Dans le même acte, il est précisé que «la gratuité de l’eau sera valide tant que le tuyau de seize pouces sur la partie du lot 445 du cadastre de la paroisse de Sainte-Flore», ce qui, selon M. Gélinas, est toujours le cas, même s’il n’est plus utilisé.

Dans un nouveau contrat prévoyant cette fois des cessions de bandes de terrain en 2009, il est convenu textuellement entre les parties que «Yves Gélinas conserverait tous les avantages découlant des actes de servitude publiés au bureau de la publicité des droits de la circonscription foncière de Trois-Rivières (...) et notamment la clause suivante contenue dans l’acte de servitude consenti par Ludger Lavergne et publié audit bureau de la publicité des droits (...)», soit celle concernant l’obligation de la municipalité à fournir l’eau gratuitement, «tant et aussi longtemps que durera ledit aqueduc».

Me Yves Vincent, directeur des Services juridiques, mentionne que la Ville veut justement appliquer les termes de l’entente de 2009 qui, selon lui, nuance la durée de l’entente liée à la servitude. «C’est une question d’interprétation de contrat. Nous n’avons pas la même», résume-t-il.

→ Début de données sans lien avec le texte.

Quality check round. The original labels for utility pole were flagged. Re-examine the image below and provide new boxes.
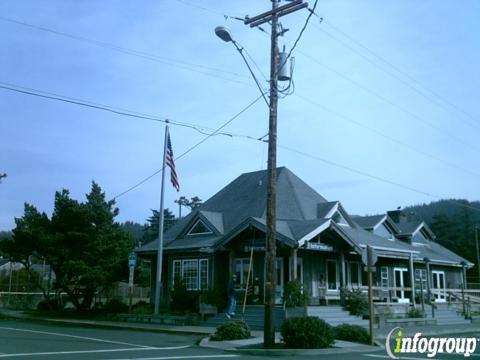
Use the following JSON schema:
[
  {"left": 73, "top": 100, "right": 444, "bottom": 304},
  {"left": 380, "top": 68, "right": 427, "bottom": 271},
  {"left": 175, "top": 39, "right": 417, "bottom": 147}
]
[
  {"left": 474, "top": 224, "right": 480, "bottom": 285},
  {"left": 244, "top": 0, "right": 308, "bottom": 348}
]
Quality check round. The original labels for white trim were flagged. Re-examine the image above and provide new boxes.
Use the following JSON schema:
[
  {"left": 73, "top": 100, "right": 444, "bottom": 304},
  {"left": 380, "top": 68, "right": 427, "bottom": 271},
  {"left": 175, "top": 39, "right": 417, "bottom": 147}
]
[
  {"left": 325, "top": 201, "right": 340, "bottom": 219},
  {"left": 372, "top": 214, "right": 387, "bottom": 230},
  {"left": 298, "top": 219, "right": 332, "bottom": 246},
  {"left": 360, "top": 244, "right": 420, "bottom": 254},
  {"left": 187, "top": 219, "right": 213, "bottom": 236}
]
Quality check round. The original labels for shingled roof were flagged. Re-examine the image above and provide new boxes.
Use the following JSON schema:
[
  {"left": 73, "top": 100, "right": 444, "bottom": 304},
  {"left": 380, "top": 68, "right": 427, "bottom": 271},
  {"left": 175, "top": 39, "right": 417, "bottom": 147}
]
[{"left": 137, "top": 167, "right": 472, "bottom": 262}]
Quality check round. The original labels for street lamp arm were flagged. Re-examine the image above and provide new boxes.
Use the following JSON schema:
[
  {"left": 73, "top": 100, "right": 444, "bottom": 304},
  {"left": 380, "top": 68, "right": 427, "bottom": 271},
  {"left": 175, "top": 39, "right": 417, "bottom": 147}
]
[{"left": 232, "top": 40, "right": 270, "bottom": 108}]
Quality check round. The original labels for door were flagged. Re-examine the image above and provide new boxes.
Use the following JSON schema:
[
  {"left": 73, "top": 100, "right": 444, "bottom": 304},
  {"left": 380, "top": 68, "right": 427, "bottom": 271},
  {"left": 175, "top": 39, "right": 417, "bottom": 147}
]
[
  {"left": 275, "top": 258, "right": 283, "bottom": 304},
  {"left": 393, "top": 268, "right": 410, "bottom": 303},
  {"left": 432, "top": 271, "right": 447, "bottom": 302}
]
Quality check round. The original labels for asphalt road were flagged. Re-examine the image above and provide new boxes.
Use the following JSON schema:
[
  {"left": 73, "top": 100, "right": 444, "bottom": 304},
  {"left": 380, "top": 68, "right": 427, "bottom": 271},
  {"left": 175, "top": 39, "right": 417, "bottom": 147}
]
[{"left": 0, "top": 320, "right": 480, "bottom": 360}]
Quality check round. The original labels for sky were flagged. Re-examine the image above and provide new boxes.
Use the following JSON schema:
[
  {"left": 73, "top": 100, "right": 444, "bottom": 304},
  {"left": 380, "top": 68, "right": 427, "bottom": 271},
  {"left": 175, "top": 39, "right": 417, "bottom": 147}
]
[{"left": 0, "top": 0, "right": 480, "bottom": 230}]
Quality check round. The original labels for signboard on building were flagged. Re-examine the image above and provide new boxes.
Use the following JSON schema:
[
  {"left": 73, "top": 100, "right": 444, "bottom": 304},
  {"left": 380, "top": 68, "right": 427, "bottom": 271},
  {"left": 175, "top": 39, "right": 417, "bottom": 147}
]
[{"left": 305, "top": 242, "right": 333, "bottom": 252}]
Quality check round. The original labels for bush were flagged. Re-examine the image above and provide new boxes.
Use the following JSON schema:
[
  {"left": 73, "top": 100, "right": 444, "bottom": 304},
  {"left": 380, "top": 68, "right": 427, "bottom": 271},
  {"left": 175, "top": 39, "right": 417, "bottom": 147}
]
[
  {"left": 132, "top": 301, "right": 153, "bottom": 315},
  {"left": 37, "top": 298, "right": 63, "bottom": 311},
  {"left": 342, "top": 289, "right": 368, "bottom": 316},
  {"left": 171, "top": 277, "right": 198, "bottom": 313},
  {"left": 407, "top": 309, "right": 425, "bottom": 318},
  {"left": 102, "top": 299, "right": 128, "bottom": 314},
  {"left": 284, "top": 280, "right": 308, "bottom": 307},
  {"left": 210, "top": 321, "right": 250, "bottom": 341},
  {"left": 281, "top": 316, "right": 334, "bottom": 349},
  {"left": 334, "top": 324, "right": 370, "bottom": 344},
  {"left": 200, "top": 287, "right": 227, "bottom": 310}
]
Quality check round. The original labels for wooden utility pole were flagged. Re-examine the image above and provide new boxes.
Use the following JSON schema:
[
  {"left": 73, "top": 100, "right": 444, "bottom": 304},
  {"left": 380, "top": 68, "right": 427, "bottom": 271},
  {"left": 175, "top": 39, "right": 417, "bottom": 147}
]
[
  {"left": 474, "top": 224, "right": 480, "bottom": 286},
  {"left": 367, "top": 245, "right": 375, "bottom": 345},
  {"left": 244, "top": 0, "right": 308, "bottom": 348}
]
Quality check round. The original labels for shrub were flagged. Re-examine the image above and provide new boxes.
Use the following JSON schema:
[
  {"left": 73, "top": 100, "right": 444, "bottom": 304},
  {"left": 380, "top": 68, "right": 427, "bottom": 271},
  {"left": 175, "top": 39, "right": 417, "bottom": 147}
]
[
  {"left": 210, "top": 321, "right": 250, "bottom": 341},
  {"left": 37, "top": 298, "right": 63, "bottom": 311},
  {"left": 102, "top": 299, "right": 128, "bottom": 314},
  {"left": 342, "top": 289, "right": 368, "bottom": 316},
  {"left": 281, "top": 316, "right": 334, "bottom": 349},
  {"left": 334, "top": 324, "right": 370, "bottom": 344},
  {"left": 407, "top": 309, "right": 425, "bottom": 318},
  {"left": 200, "top": 287, "right": 227, "bottom": 310},
  {"left": 132, "top": 301, "right": 153, "bottom": 315},
  {"left": 284, "top": 280, "right": 308, "bottom": 307},
  {"left": 171, "top": 277, "right": 198, "bottom": 313}
]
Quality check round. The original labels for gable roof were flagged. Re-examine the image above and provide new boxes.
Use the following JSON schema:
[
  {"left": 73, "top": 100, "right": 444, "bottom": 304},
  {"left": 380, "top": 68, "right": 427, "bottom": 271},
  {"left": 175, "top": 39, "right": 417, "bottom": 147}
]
[
  {"left": 137, "top": 167, "right": 464, "bottom": 264},
  {"left": 353, "top": 214, "right": 387, "bottom": 230}
]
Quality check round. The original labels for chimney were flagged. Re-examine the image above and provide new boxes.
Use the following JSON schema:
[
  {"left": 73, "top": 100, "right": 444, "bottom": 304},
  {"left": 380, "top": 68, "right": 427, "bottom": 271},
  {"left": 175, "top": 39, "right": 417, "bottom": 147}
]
[{"left": 387, "top": 209, "right": 407, "bottom": 224}]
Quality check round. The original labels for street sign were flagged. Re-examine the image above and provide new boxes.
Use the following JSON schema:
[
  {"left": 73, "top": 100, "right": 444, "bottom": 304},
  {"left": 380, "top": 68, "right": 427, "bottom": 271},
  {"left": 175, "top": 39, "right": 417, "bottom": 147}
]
[
  {"left": 128, "top": 252, "right": 137, "bottom": 267},
  {"left": 362, "top": 248, "right": 378, "bottom": 271}
]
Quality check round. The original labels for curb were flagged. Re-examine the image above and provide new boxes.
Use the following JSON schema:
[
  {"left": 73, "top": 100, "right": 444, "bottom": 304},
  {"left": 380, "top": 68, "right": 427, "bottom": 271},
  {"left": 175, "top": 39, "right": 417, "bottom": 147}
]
[
  {"left": 199, "top": 337, "right": 380, "bottom": 356},
  {"left": 0, "top": 310, "right": 210, "bottom": 336}
]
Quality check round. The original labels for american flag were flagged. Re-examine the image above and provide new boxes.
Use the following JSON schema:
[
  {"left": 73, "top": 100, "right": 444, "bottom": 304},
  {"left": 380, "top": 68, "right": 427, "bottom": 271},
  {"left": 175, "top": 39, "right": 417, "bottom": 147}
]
[{"left": 165, "top": 133, "right": 180, "bottom": 191}]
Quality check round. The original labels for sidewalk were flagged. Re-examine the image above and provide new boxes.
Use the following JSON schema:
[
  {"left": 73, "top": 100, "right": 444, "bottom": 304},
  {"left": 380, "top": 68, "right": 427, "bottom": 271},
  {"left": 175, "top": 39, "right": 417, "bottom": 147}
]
[{"left": 0, "top": 308, "right": 480, "bottom": 356}]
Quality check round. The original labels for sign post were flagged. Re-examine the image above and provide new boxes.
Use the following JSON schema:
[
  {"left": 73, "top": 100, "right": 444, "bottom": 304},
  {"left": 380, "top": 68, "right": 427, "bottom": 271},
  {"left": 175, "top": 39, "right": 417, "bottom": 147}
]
[{"left": 128, "top": 252, "right": 137, "bottom": 313}]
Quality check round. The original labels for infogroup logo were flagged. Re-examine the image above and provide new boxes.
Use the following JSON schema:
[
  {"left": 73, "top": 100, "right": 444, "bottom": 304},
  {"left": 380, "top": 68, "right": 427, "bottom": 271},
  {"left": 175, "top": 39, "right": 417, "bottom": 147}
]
[{"left": 385, "top": 327, "right": 478, "bottom": 359}]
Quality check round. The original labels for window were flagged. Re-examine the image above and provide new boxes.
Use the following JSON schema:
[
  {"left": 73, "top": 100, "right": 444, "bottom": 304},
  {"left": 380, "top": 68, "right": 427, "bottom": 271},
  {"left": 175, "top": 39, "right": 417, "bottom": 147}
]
[
  {"left": 198, "top": 259, "right": 208, "bottom": 289},
  {"left": 172, "top": 259, "right": 208, "bottom": 290},
  {"left": 415, "top": 269, "right": 427, "bottom": 291},
  {"left": 235, "top": 258, "right": 253, "bottom": 288},
  {"left": 347, "top": 262, "right": 362, "bottom": 287},
  {"left": 182, "top": 260, "right": 198, "bottom": 290},
  {"left": 332, "top": 211, "right": 349, "bottom": 226},
  {"left": 380, "top": 266, "right": 388, "bottom": 288},
  {"left": 373, "top": 224, "right": 393, "bottom": 241},
  {"left": 187, "top": 219, "right": 213, "bottom": 236},
  {"left": 327, "top": 260, "right": 338, "bottom": 290}
]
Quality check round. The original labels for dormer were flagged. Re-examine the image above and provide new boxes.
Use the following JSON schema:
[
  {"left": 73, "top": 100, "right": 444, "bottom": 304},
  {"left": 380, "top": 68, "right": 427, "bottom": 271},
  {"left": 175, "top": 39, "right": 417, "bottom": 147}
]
[{"left": 187, "top": 219, "right": 213, "bottom": 236}]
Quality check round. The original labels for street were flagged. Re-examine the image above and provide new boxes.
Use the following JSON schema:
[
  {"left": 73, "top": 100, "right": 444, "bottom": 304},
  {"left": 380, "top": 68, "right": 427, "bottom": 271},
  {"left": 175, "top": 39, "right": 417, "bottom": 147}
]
[{"left": 0, "top": 320, "right": 480, "bottom": 360}]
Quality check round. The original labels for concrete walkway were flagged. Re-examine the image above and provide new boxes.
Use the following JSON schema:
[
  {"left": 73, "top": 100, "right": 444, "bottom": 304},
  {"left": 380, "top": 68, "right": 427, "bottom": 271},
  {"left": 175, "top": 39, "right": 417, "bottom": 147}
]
[{"left": 0, "top": 308, "right": 480, "bottom": 355}]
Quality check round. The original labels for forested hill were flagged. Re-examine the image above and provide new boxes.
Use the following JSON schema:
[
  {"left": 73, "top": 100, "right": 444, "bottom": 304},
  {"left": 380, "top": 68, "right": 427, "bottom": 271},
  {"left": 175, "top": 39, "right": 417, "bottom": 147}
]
[
  {"left": 403, "top": 199, "right": 480, "bottom": 283},
  {"left": 403, "top": 199, "right": 480, "bottom": 225}
]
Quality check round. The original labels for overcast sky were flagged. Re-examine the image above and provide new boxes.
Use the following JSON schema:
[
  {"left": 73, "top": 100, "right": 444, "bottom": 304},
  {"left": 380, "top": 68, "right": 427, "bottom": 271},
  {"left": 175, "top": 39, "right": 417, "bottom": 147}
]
[{"left": 0, "top": 0, "right": 480, "bottom": 230}]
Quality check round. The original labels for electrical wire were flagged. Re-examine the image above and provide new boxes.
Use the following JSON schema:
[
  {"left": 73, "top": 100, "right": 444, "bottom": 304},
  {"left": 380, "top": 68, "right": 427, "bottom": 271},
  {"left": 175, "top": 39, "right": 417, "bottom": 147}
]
[
  {"left": 298, "top": 50, "right": 480, "bottom": 152},
  {"left": 313, "top": 18, "right": 480, "bottom": 134},
  {"left": 0, "top": 83, "right": 480, "bottom": 211},
  {"left": 325, "top": 21, "right": 478, "bottom": 129},
  {"left": 113, "top": 95, "right": 262, "bottom": 200},
  {"left": 0, "top": 81, "right": 244, "bottom": 137},
  {"left": 0, "top": 16, "right": 253, "bottom": 84}
]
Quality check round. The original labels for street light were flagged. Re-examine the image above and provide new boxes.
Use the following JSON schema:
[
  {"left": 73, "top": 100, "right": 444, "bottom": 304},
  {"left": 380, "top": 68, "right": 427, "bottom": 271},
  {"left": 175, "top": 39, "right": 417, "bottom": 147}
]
[
  {"left": 215, "top": 26, "right": 270, "bottom": 107},
  {"left": 215, "top": 26, "right": 234, "bottom": 42}
]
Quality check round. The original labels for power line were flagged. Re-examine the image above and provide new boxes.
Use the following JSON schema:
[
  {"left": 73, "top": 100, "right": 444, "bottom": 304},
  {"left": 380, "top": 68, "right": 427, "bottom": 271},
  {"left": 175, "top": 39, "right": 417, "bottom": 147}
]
[
  {"left": 325, "top": 21, "right": 478, "bottom": 131},
  {"left": 113, "top": 95, "right": 262, "bottom": 200},
  {"left": 0, "top": 16, "right": 250, "bottom": 85},
  {"left": 308, "top": 19, "right": 479, "bottom": 133},
  {"left": 4, "top": 78, "right": 479, "bottom": 185},
  {"left": 296, "top": 94, "right": 480, "bottom": 176},
  {"left": 278, "top": 145, "right": 480, "bottom": 211},
  {"left": 0, "top": 81, "right": 255, "bottom": 137},
  {"left": 298, "top": 50, "right": 480, "bottom": 156}
]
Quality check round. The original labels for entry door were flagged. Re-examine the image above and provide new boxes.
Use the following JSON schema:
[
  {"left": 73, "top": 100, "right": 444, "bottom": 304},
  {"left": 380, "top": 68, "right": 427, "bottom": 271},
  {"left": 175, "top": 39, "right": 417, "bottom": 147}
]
[
  {"left": 432, "top": 271, "right": 446, "bottom": 302},
  {"left": 393, "top": 268, "right": 410, "bottom": 303},
  {"left": 275, "top": 258, "right": 283, "bottom": 304}
]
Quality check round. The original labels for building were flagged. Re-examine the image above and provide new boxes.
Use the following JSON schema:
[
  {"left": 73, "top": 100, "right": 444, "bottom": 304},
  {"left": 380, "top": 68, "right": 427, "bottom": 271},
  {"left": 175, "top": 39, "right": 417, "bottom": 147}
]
[{"left": 137, "top": 167, "right": 473, "bottom": 305}]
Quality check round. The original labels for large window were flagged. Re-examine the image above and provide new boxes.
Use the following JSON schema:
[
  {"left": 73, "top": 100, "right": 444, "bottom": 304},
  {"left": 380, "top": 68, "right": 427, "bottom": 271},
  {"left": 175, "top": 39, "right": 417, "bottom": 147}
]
[
  {"left": 173, "top": 259, "right": 208, "bottom": 290},
  {"left": 347, "top": 262, "right": 362, "bottom": 287},
  {"left": 327, "top": 260, "right": 339, "bottom": 290},
  {"left": 235, "top": 258, "right": 253, "bottom": 288}
]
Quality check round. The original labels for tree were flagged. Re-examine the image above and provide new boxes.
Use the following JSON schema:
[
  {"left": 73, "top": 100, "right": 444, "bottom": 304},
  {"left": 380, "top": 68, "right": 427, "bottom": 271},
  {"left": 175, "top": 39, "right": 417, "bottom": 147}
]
[
  {"left": 0, "top": 182, "right": 133, "bottom": 310},
  {"left": 143, "top": 208, "right": 177, "bottom": 244},
  {"left": 187, "top": 196, "right": 203, "bottom": 210}
]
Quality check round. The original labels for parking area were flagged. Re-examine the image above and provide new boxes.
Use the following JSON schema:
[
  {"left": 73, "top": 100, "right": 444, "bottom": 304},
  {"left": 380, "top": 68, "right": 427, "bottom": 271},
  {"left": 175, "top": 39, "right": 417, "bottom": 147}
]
[{"left": 0, "top": 320, "right": 232, "bottom": 359}]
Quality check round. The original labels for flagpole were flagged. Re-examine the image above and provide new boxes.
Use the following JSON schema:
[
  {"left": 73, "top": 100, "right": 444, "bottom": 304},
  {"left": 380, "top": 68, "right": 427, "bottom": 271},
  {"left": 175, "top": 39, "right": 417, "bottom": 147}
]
[{"left": 154, "top": 125, "right": 168, "bottom": 315}]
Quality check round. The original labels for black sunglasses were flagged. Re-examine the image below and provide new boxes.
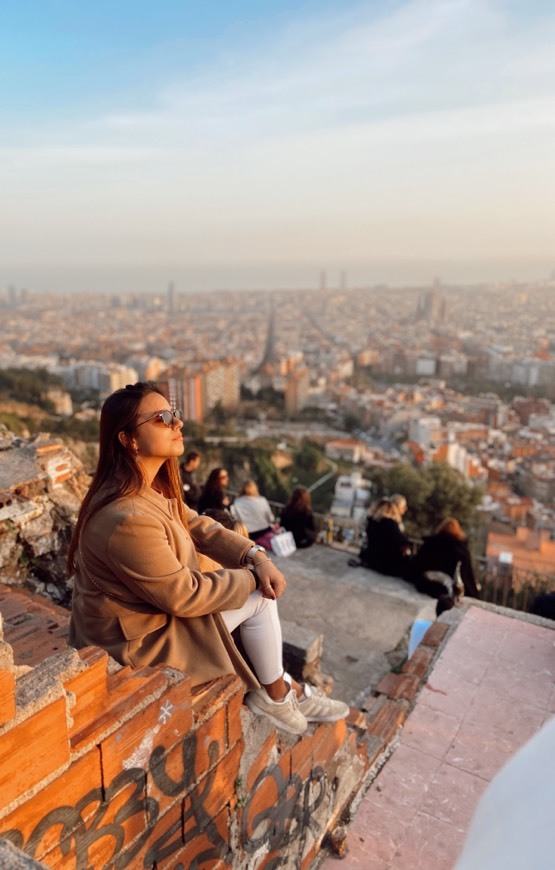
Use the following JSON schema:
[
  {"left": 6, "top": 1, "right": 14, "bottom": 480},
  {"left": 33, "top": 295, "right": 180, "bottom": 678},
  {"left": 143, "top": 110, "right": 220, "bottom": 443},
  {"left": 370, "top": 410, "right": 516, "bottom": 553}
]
[{"left": 137, "top": 408, "right": 183, "bottom": 429}]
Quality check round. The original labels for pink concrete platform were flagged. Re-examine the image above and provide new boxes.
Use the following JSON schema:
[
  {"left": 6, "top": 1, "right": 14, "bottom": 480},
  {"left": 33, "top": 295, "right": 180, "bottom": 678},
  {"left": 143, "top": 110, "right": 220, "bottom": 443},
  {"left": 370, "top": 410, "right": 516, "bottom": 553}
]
[{"left": 320, "top": 604, "right": 555, "bottom": 870}]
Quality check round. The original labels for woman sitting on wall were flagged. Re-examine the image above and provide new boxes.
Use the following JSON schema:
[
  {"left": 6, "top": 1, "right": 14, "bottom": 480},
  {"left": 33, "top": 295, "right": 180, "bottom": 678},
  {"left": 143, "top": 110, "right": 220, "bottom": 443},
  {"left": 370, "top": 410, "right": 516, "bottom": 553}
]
[
  {"left": 68, "top": 383, "right": 348, "bottom": 734},
  {"left": 198, "top": 468, "right": 231, "bottom": 514}
]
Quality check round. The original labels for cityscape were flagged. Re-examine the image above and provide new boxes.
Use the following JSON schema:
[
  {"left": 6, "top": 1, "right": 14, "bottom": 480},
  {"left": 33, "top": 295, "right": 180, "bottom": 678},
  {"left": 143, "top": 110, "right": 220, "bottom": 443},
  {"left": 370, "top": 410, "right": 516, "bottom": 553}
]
[
  {"left": 0, "top": 0, "right": 555, "bottom": 870},
  {"left": 0, "top": 274, "right": 555, "bottom": 574}
]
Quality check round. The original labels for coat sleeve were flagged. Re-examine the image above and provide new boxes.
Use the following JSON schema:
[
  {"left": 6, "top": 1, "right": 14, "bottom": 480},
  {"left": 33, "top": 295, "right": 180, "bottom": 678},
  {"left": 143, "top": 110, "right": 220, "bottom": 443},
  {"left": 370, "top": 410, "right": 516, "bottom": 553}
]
[
  {"left": 106, "top": 514, "right": 255, "bottom": 617},
  {"left": 187, "top": 511, "right": 252, "bottom": 568}
]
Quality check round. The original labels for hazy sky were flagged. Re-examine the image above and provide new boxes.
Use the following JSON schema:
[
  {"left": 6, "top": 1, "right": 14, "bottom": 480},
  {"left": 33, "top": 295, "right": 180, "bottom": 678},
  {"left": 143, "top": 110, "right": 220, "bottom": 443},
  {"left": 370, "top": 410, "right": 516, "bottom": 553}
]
[{"left": 0, "top": 0, "right": 555, "bottom": 290}]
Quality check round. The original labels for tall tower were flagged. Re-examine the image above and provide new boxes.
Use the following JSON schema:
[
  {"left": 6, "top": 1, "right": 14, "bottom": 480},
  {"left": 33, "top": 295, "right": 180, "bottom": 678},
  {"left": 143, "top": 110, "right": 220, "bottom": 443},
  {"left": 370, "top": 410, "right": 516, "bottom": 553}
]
[{"left": 168, "top": 281, "right": 176, "bottom": 314}]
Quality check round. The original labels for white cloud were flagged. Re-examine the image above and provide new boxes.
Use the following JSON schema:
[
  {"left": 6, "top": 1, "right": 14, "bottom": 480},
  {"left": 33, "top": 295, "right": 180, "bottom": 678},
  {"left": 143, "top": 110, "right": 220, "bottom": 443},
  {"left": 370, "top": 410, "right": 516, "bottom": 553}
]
[{"left": 0, "top": 0, "right": 555, "bottom": 272}]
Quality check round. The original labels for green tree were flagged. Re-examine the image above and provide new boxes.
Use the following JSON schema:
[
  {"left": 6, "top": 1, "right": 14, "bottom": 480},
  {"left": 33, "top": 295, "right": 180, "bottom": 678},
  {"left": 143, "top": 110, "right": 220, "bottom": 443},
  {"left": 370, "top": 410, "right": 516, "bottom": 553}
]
[
  {"left": 294, "top": 438, "right": 322, "bottom": 474},
  {"left": 370, "top": 463, "right": 482, "bottom": 537}
]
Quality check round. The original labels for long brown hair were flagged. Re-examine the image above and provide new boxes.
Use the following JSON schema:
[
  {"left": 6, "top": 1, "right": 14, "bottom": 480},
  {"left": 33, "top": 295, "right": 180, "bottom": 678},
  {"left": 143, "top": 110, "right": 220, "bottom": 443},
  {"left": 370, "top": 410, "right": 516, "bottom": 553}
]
[
  {"left": 435, "top": 517, "right": 466, "bottom": 541},
  {"left": 67, "top": 381, "right": 187, "bottom": 573}
]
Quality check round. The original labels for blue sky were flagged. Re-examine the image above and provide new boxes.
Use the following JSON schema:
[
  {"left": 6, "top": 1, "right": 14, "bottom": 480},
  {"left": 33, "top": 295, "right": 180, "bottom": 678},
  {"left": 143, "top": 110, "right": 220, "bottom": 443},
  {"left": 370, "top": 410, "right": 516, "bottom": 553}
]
[{"left": 0, "top": 0, "right": 555, "bottom": 290}]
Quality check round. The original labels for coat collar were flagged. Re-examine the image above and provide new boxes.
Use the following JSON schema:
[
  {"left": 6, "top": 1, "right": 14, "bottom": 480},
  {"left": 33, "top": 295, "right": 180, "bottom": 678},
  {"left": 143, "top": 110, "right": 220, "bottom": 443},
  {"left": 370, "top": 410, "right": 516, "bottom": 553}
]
[{"left": 139, "top": 486, "right": 177, "bottom": 519}]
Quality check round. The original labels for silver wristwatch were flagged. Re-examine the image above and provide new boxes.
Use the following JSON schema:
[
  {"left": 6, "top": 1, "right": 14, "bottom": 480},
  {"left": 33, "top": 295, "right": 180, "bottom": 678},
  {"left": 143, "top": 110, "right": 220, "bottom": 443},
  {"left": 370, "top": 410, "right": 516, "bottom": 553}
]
[{"left": 245, "top": 544, "right": 266, "bottom": 565}]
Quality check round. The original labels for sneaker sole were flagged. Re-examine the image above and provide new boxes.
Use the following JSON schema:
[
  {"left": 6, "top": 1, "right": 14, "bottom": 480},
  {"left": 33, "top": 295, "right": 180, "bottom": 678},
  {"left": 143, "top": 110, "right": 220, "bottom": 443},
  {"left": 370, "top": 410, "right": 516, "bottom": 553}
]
[{"left": 245, "top": 698, "right": 308, "bottom": 734}]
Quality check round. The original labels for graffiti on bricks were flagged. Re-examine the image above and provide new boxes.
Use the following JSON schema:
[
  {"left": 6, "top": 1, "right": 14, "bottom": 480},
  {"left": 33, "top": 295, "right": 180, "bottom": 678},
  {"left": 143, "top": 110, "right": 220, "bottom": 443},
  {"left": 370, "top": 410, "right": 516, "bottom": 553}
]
[
  {"left": 241, "top": 764, "right": 327, "bottom": 867},
  {"left": 0, "top": 734, "right": 229, "bottom": 870},
  {"left": 0, "top": 733, "right": 326, "bottom": 870}
]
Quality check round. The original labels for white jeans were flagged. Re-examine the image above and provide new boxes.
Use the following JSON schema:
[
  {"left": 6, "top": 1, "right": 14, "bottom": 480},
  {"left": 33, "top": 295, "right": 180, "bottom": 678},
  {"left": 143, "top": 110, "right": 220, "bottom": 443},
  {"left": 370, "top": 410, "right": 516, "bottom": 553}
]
[{"left": 221, "top": 589, "right": 283, "bottom": 686}]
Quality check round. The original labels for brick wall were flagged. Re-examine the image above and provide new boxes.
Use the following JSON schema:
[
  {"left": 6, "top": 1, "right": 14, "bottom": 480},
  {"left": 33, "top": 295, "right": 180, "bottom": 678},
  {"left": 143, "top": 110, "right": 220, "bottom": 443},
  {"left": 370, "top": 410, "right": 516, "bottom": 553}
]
[{"left": 0, "top": 589, "right": 447, "bottom": 870}]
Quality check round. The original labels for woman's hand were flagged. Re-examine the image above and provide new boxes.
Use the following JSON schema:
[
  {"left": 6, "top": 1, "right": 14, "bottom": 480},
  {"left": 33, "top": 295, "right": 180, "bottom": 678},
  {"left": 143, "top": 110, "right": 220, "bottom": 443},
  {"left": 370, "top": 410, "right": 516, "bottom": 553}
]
[{"left": 253, "top": 558, "right": 287, "bottom": 601}]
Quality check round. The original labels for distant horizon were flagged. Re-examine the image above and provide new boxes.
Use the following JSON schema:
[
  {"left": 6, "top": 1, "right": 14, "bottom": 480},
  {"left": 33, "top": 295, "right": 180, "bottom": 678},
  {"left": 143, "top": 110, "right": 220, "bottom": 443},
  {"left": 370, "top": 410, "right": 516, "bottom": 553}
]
[{"left": 0, "top": 257, "right": 555, "bottom": 294}]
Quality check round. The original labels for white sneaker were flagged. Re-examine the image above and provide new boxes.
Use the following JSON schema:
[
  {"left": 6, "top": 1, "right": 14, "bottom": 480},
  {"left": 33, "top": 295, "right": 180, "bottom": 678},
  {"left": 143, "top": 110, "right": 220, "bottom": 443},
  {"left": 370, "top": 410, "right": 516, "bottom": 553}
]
[
  {"left": 245, "top": 686, "right": 307, "bottom": 734},
  {"left": 298, "top": 683, "right": 349, "bottom": 722}
]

De son côté, M. Gélinas brandit une décision du juge Rosaire Lajoie, qui, en 1982, tranchait sur un litige semblable entre l’ex-Ville de Grand-Mère et Denise Daneault, qui habite toujours près de chez lui. La demanderesse réclamait alors des arrérages pour le service d’aqueduc, que la propriétaire refusait de payer en vertu de la même entente qui prévoyait un approvisionnement gratuit en eau en échange d’une «servitude perpétuelle».

«Si on voulait restreindre ces droits, on se devait de le dire, ce qui n’a pas été fait», tranchait le juge, en donnant raison à la défenderesse. M. Gélinas fait remarquer que dans son cas également, il n’a jamais été dans son intention de modifier les termes de cette entente.

L’ex-candidat à la mairie de Shawinigan confiera assurément le dossier à un avocat si la Ville maintient son interprétation.